Diabetes is on the rise. In the UK alone, one in 10 people in hospital have diabetes, with a similar proportion of deaths attributable to the disease. It is a chronic disease with no cure, but it can be managed. Currently about 10% of the NHS budget is spent on direct treatment of diabetes, with a further large chunk taken up tackling serious complications that can include kidney failure, nerve damage, blindness, and amputations.
In contrast to previous post hoc data methods, researchers from the Universities of Newcastle and Northumbria in the UK have announced a new approach to diabetes management, based around a state of the art personal health monitoring system that uses medical sensors, mobile phones, and cloud computing.
The technology is being trialled in a sporting event across Europe this week. A small discrete personal blood sugar sensor is worn by each participant, linked wirelessly to the wearer's mobile phone.
Instant blood sugar monitoring could also aid marathon runners and long-distance cyclists. Around 100 cyclists trialling the technology are currently taking part in a stage race from Brussels to Barcelona, and will complete a 2100 km course with a cumulative climb of 22 000 m. All the cyclists are wearing a blood sugar monitor that works as a small wire, picking up chemical changes to record glucose in the body fluid when stuck just under the wearer's skin. The cost is around £40 and can be worn for up to 10 days, sending data wirelessly to their mobile phone.
Most of the cyclists taking part have diabetes. Over the 13 days of the event they will wear continuous glucose monitors. The data collected by their mobile phones is being downloaded to a cloud data repository and can be analyzed in real time by the scientific team.

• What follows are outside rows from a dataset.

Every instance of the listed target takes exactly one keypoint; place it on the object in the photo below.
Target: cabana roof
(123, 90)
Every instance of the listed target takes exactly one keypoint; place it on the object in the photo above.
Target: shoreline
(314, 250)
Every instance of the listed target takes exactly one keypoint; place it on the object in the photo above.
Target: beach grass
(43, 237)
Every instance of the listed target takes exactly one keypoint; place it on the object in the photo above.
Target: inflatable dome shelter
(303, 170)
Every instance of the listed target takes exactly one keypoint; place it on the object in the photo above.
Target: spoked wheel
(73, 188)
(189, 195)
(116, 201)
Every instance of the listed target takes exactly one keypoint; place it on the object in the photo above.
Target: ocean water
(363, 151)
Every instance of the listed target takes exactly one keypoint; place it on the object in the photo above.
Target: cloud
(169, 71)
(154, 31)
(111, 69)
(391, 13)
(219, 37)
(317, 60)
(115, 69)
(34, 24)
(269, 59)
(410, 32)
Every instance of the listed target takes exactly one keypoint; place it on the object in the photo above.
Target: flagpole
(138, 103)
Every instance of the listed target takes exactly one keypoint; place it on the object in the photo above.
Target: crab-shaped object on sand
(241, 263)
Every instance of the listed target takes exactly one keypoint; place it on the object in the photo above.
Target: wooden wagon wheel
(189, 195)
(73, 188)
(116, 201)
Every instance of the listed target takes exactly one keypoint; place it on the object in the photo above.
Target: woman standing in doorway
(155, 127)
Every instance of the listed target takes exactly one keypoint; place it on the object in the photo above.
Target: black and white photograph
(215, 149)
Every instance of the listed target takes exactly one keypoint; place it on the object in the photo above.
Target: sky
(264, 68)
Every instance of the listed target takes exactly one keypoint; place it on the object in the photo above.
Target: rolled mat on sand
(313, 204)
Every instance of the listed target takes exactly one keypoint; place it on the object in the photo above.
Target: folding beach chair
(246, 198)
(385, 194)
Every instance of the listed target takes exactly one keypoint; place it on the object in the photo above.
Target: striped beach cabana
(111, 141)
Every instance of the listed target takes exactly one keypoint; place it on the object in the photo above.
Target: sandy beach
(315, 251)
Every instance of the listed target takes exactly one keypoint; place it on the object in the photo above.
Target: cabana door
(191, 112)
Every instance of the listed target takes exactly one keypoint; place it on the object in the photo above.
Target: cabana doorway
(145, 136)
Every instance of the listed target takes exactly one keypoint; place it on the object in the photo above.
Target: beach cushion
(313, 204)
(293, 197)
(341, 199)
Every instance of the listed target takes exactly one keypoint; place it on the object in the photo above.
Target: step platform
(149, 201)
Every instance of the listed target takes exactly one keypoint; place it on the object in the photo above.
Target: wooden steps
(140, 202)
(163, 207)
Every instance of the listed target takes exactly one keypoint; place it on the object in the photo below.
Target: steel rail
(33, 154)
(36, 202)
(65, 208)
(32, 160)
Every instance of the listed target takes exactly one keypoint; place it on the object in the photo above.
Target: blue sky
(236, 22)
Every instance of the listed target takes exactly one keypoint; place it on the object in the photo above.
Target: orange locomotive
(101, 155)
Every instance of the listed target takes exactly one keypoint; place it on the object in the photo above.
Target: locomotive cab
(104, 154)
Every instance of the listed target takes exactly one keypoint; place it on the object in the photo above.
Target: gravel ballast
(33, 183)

People with Type 1 diabetes often avoid strenuous exercise for fear of experiencing very low blood sugar and black outs. The technology described offers a route to avoiding such hypoglycemic episodes with real-time warnings.
Professor Mike Trenell at Newcastle University, who is leading the trial, said: "It is really about demonstrating how much things most of us carry in our everyday lives, mobile phones, hold the potential to help living with diabetes.
"We can enable patients to make real-time context-based decisions to improve their diabetes control. If we can get people to walk 45 minutes extra every day we get an equivalent cost saving of £800 per year."
For average patients, it is anticipated that this type of continuous real-time monitoring could, in future, provide relatively cheap route for diabetes patients to monitor their blood sugar levels and manage their health.
Used by members of the general population, or those at risk of developing type 2 diabetes, the monitoring system could offer an early warning health check, and might be used to help demonstrate the health benefits of modifying life style, providing instant positive feedback.
For the road-cycling athletes the data are being combined with heart rates, cycling cadence, speed and climb rates in a linked dataset. These sorts of personal performance datasets are becoming increasingly popular among cyclists, runners, and other recreational athletes, with a wide-range of web-based applications available for recording one's achievements (or otherwise). For more serious professional endurance athletes it is easy to see how monitoring blood sugar levels during activities such as marathons or events such as the Tour de France could be useful.